When college ended, I was relieved to be done with mean girls. You know, the ones at parties who made sure they weren’t going to talk to you and flat out ignored you in class because they were so “cool.” I thought this behavior was something people grew out of.
At the age of 40 though, I have found this to be untrue.
It’s amazing to watch women in a professional group become a pack of piranhas when jealousy and uncertainty are involved. Recently, I shared an achievement with a professional group that I was so excited about, that truthfully, I have wanted to achieve my whole life. A big milestone for me. The group as a whole was very excited and had kind words, but of course there was one person who wanted to know how I worked that deal. Instead of sharing congratulations on my achievement — one which I had worked so hard on — she was questioning how on earth I could have landed the deal without some special in. In this same profession, I have seen other women try to put others out of business, outright steal ideas and make them cry. And for what? None of that makes advances in one’s career.

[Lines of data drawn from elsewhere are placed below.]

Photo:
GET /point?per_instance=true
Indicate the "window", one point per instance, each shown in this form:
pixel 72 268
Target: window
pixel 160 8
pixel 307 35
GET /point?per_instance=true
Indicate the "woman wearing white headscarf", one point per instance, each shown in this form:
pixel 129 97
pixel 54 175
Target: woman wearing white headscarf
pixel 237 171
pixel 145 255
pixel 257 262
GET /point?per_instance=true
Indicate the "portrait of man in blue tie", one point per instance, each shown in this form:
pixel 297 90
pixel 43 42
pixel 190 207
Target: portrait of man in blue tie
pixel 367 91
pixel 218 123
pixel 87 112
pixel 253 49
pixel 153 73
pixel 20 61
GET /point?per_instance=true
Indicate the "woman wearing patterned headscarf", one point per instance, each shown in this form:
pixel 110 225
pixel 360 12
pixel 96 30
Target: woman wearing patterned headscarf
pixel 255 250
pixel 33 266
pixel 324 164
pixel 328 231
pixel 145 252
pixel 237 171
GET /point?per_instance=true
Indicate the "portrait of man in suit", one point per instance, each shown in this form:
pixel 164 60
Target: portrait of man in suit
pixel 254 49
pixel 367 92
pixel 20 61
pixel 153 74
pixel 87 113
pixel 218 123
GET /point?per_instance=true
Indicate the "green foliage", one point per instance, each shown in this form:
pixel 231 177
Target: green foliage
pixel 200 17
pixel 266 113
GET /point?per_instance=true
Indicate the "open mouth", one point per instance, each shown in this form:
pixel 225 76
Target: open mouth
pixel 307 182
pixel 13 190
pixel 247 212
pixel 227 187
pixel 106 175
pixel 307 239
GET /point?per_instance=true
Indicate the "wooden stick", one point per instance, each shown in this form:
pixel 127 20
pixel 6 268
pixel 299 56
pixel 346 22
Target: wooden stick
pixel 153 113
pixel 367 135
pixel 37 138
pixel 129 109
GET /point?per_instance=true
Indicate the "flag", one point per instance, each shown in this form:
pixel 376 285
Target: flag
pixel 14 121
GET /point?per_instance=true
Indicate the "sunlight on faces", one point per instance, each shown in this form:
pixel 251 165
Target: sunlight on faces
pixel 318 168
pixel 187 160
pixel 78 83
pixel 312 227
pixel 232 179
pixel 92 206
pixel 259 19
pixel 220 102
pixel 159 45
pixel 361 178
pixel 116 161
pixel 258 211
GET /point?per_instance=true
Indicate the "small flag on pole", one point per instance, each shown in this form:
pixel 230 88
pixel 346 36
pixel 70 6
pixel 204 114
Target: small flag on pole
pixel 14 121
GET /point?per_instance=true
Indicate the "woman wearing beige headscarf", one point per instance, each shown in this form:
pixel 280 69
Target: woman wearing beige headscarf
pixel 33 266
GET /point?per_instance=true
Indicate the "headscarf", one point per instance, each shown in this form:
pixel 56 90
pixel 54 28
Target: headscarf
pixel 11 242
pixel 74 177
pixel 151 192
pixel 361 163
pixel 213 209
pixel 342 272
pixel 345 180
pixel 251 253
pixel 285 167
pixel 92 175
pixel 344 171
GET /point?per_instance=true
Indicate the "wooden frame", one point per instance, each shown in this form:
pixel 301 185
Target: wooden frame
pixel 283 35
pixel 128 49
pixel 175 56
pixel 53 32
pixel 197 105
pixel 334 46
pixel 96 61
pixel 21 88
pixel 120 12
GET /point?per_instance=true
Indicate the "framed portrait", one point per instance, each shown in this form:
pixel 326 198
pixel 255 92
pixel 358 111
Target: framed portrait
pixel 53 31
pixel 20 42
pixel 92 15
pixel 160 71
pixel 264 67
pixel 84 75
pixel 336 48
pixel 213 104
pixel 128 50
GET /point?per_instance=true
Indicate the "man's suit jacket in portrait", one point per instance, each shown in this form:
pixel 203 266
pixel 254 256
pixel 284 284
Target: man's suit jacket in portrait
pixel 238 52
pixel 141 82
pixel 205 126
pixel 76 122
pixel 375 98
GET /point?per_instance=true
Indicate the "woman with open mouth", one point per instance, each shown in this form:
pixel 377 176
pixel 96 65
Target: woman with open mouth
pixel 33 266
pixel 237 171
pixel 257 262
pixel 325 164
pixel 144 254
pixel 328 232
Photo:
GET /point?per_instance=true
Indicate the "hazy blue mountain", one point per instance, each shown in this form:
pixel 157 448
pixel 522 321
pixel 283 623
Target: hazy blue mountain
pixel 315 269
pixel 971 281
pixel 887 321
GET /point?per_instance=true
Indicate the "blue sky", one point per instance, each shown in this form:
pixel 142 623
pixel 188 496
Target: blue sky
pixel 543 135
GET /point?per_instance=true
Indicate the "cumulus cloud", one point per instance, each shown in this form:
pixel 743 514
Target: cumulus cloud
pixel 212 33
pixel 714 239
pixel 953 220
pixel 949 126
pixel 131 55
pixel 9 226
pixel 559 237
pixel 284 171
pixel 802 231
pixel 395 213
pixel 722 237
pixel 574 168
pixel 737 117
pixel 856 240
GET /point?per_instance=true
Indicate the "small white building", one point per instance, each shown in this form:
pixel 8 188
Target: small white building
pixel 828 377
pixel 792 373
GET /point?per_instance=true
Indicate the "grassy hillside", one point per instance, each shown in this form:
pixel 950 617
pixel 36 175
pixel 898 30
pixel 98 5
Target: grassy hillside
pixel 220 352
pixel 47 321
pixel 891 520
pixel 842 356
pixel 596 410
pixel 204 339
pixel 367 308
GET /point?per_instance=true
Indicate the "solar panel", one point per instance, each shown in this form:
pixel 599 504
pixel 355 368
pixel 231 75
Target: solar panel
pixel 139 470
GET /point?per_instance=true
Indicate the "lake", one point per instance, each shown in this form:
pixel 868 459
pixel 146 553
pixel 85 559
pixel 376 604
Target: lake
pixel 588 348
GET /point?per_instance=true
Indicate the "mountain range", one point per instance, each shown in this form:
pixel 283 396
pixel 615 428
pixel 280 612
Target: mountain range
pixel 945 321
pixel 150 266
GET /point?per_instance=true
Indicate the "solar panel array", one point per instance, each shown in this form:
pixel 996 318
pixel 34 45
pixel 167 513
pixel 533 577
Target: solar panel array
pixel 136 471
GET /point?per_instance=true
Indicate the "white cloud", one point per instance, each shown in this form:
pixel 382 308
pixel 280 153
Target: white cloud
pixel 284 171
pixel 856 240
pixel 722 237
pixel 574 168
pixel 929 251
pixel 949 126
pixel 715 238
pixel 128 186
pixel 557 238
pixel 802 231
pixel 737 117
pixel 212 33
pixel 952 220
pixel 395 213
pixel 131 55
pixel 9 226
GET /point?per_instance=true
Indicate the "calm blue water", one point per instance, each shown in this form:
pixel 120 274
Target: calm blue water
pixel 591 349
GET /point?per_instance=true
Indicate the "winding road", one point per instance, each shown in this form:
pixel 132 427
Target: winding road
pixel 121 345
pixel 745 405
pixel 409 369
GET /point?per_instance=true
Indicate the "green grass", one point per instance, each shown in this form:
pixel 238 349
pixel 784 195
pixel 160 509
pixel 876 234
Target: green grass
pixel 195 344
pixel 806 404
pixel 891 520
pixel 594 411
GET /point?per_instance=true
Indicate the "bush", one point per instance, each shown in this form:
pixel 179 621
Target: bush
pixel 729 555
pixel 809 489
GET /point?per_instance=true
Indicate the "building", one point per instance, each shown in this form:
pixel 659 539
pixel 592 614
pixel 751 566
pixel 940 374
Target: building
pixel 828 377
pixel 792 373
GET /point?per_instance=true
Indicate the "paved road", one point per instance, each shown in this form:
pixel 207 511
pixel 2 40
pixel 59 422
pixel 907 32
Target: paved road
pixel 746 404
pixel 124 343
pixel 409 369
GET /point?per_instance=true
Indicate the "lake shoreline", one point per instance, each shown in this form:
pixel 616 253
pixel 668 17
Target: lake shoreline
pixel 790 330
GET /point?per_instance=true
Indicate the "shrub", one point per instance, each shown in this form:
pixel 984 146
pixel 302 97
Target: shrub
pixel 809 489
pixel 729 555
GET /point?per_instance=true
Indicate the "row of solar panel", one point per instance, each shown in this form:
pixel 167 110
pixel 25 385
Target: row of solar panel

At the practice field, I see moms who don’t welcome new moms that weren’t a part of the original team. Exclusion at school functions because they aren’t involved as they want to be because their job won’t let them. The worst mean girl behavior is when kids are involved and they get excluded from birthday parties and special events. Being exclusive doesn’t make you cool at any age and it doesn’t set an example for children either.
Being kind is free and we should spread kindness everywhere like confetti. Bullies at any age are unacceptable. So let’s make a promise to talk to those who are sitting alone in the stands at practice and school, encourage those in our professional circle and to lead by example.